Jakarta (ANTARA) - Ikatan Cendikiawan Muslim Indonesia (ICMI) menyebut oposisi merupakan hal yang wajar dalam demokrasi karena sebagai pengimbang sistem kekuasaan, namun kekuasaan oposisi hendaknya tidak terlalu kuat.

“Oposisi sifat alamiah demokrasi, demokrasi tidak akan bekerja jika tidak ada check and balance itu hukum kehidupan,” ujar Ketua Umum ICMI Jimly Asshiddiqie usai menjadi pembicara pada diskusi buku di Jakarta, Kamis.

Istilah apapun yang digunakan, lanjut dia, kelompok pengimbang maupun oposisi merupakan istilah yang harus ada namun besaran kewenangannya harus dijaga.

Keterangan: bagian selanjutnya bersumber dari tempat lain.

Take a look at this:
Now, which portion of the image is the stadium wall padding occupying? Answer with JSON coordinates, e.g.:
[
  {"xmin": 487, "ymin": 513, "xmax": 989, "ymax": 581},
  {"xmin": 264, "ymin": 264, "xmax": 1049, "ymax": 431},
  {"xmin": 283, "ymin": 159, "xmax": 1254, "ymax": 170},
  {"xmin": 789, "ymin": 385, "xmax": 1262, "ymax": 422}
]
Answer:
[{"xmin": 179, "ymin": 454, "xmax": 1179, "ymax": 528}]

Baca juga: Peneliti: baru PKS yang paling jelas bersikap

“Harus ada (oposisi) tapi jangan terlalu kuat tapi jangan terlalu lemah,” kata mantan Ketua Mahkamah Konstitusi itu.

Menurutnya, kekuatan oposisi yang terlalu kuat justru akan mendikte proses pengambilan politik yang seharusnya berada di tangan presiden.

Sedangkan jika terlalu lemah, pemerintah tidak akan ada yang mengontrol sehingga berakibat pada runtuhnya sistem demokrasi yang dimiliki Indonesia.

Baca juga: JK: Negeri ini perlu keseimbangan koalisi dan oposisi

Selain itu, Jimly turut mengapresiasi pertemuan Prabowo-Jokowi dan Prabowo-Megawati. Menurutnya pertemuan tersebut sebagai lambang bahwa sudah saatnya rakyat Indonesia kembali bersatu pasca polarisasi Pemilu 2019.

“Saya senang sekali itu memberi sinyal pada rakyat sudah move on,” katanya.

Jimly juga berharap media sosial antar kedua pendukung capres jadi wadah merekatkan lagi silaturahmi kebangsaan, saling merangkul dan mengajak sinergi meskipun beda dengan tujuan kepentingan kemaslahatan Indonesia.